ALL_SNP_FILTER_VCF_STAT = PROJECT_RUN_DIR + "/vcf/" + sample + ".snp.filter.vcf_stat.csv"

All_INDEL_SELECT = PROJECT_RUN_DIR + "/vcf/" + sample + ".indel.vcf"
ALL_INDEL_FILTER_VCF = PROJECT_RUN_DIR + "/vcf/" + sample + ".indel.vcf"

ALL_SNP_AVINPUT = PROJECT_RUN_DIR + "/vcf/" + sample + ".snp.avinput"
ALL_INDEL_AVINPUT = PROJECT_RUN_DIR + "/vcf/" + sample + ".indel.avinput"

ALL_MERG_FILTERE_VCF = PROJECT_RUN_DIR + "/vcf/" + sample + ".merge.filter.vcf"
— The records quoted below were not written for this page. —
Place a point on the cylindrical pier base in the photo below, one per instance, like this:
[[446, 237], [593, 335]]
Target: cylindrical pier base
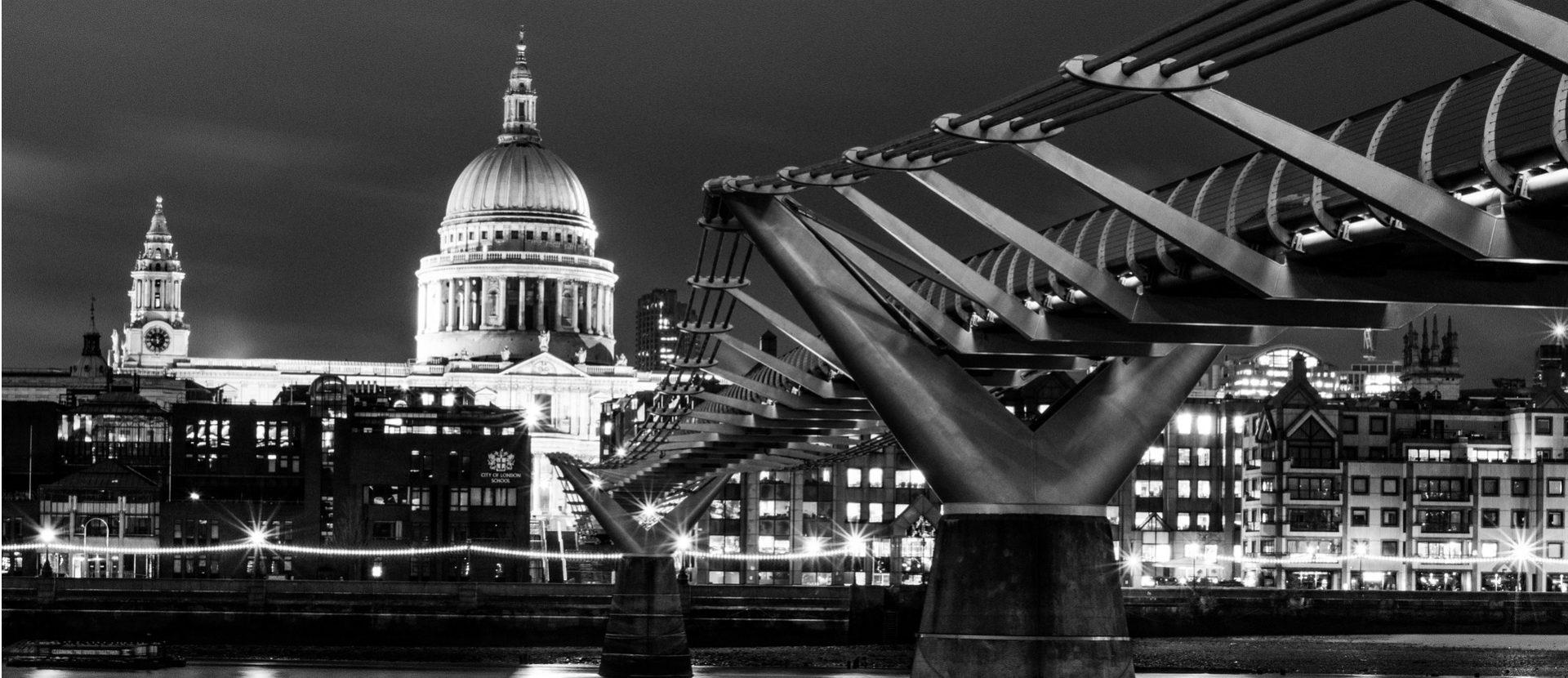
[[647, 631], [1022, 595]]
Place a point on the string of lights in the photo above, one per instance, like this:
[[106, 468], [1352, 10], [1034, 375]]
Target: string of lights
[[1341, 559], [412, 551], [1518, 556]]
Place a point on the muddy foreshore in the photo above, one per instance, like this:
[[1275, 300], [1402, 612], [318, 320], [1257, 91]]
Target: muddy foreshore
[[1429, 655]]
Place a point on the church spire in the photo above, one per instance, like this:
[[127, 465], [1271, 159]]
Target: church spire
[[519, 102], [160, 226]]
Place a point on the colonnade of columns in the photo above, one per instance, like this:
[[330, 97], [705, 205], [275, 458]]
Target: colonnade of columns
[[516, 303], [156, 294]]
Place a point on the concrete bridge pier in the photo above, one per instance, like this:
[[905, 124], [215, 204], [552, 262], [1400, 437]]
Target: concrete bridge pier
[[647, 631], [1022, 582], [1024, 595]]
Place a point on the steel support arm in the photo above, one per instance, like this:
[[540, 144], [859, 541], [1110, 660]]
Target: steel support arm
[[1153, 308], [1529, 30], [615, 520], [1423, 207], [808, 381], [684, 515], [795, 333], [1098, 284], [971, 449], [1239, 262], [1058, 335], [951, 426], [1009, 308]]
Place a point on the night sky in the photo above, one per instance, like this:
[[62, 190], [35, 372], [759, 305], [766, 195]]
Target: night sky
[[305, 151]]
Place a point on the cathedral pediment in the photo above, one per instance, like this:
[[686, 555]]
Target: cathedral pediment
[[545, 364]]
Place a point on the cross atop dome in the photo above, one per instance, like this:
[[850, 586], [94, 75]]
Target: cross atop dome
[[160, 226], [519, 102]]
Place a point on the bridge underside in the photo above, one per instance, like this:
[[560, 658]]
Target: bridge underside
[[1454, 195]]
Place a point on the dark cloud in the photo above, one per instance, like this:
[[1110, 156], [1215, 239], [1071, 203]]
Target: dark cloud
[[306, 149]]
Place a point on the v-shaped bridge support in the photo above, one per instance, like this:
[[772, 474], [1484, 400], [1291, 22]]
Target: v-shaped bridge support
[[647, 631], [1022, 581]]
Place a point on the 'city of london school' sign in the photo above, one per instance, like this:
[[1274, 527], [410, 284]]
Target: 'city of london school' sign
[[506, 465]]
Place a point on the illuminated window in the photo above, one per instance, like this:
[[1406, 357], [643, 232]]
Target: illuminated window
[[207, 434], [1148, 488], [274, 434]]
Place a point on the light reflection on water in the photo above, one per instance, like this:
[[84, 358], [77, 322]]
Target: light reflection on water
[[436, 671], [535, 671]]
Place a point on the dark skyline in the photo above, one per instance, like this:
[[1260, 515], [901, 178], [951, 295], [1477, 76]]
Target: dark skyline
[[305, 151]]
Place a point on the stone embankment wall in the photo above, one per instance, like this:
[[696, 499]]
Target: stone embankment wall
[[318, 613]]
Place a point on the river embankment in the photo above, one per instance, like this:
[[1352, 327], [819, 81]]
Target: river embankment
[[1450, 655]]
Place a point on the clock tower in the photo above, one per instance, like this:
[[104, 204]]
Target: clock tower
[[156, 335]]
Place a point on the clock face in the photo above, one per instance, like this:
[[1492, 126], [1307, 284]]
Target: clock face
[[157, 339]]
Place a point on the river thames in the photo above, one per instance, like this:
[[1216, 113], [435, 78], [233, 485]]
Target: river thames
[[550, 671]]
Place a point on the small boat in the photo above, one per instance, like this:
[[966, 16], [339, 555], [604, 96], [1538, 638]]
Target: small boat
[[90, 655]]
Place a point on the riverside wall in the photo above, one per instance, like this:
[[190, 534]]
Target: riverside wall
[[322, 613]]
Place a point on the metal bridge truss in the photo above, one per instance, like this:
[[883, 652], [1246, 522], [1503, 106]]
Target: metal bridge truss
[[1450, 195]]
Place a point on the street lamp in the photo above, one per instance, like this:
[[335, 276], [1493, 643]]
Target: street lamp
[[47, 537], [85, 555], [257, 538]]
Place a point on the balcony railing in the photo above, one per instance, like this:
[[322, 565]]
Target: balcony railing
[[1445, 528], [1313, 462], [82, 453], [1314, 526]]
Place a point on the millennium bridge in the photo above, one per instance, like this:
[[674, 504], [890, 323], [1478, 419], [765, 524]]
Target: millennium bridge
[[1455, 194]]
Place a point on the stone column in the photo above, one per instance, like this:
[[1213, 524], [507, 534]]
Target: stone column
[[538, 306], [421, 319], [449, 306]]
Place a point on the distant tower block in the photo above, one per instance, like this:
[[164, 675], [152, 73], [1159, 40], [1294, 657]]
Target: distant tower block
[[657, 314], [516, 253], [1432, 366], [157, 335]]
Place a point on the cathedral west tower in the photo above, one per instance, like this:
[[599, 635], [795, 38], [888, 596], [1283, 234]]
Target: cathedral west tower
[[516, 275], [156, 335]]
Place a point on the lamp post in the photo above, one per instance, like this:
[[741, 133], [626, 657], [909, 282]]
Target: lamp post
[[85, 555], [257, 538], [47, 537]]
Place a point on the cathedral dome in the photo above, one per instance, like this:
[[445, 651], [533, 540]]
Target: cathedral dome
[[518, 176]]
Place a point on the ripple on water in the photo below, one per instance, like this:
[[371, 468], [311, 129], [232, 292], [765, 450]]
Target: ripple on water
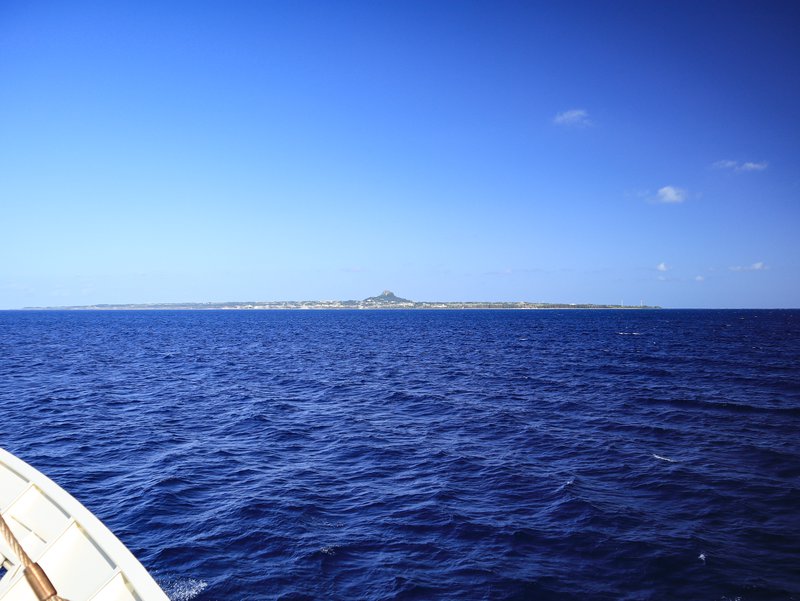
[[424, 455]]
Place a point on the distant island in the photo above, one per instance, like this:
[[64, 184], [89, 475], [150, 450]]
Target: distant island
[[385, 300]]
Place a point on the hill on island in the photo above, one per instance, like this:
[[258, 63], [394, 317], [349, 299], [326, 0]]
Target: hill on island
[[387, 297]]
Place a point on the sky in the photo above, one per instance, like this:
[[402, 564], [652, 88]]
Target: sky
[[602, 152]]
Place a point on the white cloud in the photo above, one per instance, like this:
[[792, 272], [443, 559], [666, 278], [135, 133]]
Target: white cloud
[[670, 195], [760, 166], [741, 166], [758, 266], [572, 117]]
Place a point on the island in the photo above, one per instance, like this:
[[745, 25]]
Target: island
[[386, 300]]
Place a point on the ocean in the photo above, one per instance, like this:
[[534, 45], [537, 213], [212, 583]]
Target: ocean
[[455, 455]]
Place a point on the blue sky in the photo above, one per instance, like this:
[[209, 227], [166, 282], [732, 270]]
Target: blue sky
[[557, 152]]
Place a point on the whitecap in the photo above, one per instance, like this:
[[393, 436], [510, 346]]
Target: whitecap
[[183, 589], [667, 459]]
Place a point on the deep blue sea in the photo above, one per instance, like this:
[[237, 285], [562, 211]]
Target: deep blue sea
[[457, 455]]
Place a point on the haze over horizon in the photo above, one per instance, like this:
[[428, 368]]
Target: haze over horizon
[[578, 152]]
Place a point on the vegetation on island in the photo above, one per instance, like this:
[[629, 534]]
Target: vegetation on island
[[386, 300]]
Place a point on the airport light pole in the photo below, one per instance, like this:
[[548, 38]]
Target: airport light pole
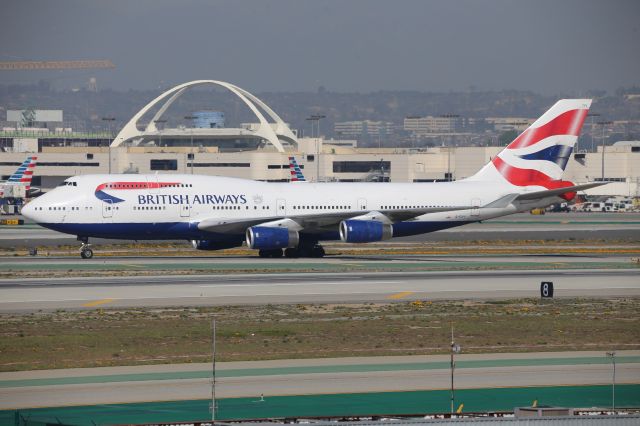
[[109, 120], [455, 349], [191, 117], [603, 123], [592, 114], [449, 116], [612, 355], [162, 121], [316, 118], [213, 371]]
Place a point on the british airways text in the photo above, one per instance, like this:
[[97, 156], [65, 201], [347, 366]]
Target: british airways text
[[196, 199]]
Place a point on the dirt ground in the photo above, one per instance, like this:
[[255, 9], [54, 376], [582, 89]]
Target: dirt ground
[[173, 335]]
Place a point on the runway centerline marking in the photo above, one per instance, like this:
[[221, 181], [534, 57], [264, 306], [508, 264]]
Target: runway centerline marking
[[298, 284], [400, 295], [97, 303]]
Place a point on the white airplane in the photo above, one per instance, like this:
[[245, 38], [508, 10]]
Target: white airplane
[[19, 183], [280, 218]]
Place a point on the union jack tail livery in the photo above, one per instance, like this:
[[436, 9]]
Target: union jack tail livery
[[22, 176], [540, 154], [294, 169]]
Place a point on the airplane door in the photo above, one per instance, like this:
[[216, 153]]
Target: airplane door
[[281, 207], [107, 208], [476, 210], [152, 184]]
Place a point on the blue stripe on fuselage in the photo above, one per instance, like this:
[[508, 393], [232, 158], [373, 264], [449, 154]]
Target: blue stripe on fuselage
[[558, 154], [190, 231]]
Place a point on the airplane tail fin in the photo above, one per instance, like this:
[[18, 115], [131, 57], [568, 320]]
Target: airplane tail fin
[[296, 172], [539, 155], [23, 175]]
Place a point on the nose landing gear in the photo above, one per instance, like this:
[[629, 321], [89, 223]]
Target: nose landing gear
[[85, 248]]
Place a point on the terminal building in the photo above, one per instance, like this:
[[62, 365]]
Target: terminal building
[[261, 151]]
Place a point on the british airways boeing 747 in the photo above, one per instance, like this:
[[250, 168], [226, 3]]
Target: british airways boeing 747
[[284, 219]]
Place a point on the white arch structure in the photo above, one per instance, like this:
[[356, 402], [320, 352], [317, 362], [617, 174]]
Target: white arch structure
[[265, 130]]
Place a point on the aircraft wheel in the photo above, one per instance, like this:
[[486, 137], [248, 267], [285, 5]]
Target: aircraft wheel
[[291, 253], [318, 251], [86, 253], [274, 253]]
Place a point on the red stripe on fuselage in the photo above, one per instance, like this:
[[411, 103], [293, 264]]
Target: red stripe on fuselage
[[135, 185], [567, 123]]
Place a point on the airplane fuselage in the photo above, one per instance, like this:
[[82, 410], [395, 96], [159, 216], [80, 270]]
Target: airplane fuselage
[[152, 207]]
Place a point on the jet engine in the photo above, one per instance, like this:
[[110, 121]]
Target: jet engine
[[269, 238], [215, 245], [364, 231]]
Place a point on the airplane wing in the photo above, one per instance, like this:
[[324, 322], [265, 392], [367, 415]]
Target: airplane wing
[[319, 222]]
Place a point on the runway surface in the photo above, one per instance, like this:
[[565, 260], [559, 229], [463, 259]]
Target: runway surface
[[19, 295], [523, 226], [319, 376]]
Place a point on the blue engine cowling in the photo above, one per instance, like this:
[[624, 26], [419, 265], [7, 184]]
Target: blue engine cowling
[[364, 231], [215, 245], [268, 238]]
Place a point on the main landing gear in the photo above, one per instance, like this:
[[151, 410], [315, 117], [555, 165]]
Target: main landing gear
[[85, 248], [310, 250]]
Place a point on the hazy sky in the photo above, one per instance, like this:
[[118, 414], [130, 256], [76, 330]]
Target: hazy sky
[[548, 46]]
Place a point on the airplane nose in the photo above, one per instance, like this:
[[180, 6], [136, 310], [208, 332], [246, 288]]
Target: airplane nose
[[28, 211]]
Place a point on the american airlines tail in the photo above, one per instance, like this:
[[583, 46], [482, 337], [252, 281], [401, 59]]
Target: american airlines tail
[[22, 176], [294, 169], [536, 159]]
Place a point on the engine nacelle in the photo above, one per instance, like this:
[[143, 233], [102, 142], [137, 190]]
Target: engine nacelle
[[364, 231], [214, 245], [269, 238]]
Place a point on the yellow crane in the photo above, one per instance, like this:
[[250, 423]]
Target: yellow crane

ALL_SNPANNO = PROJECT_RUN_DIR + "/vcf/" + sample + "_snpanno." + genome + "_multianno.csv"
ALL_INDELANNO = PROJECT_RUN_DIR + "/vcf/" + sample + "_indelanno." + genome + "_multianno.csv"
ALL_ALLANNO = PROJECT_RUN_DIR + "/vcf/" + sample + "_allanno." + genome + "_multianno.csv"

QUALIMAP_REPORT = PROJECT_RUN_DIR + "/gatk/bam_QC/" + sample + "_bamQC_report.pdf"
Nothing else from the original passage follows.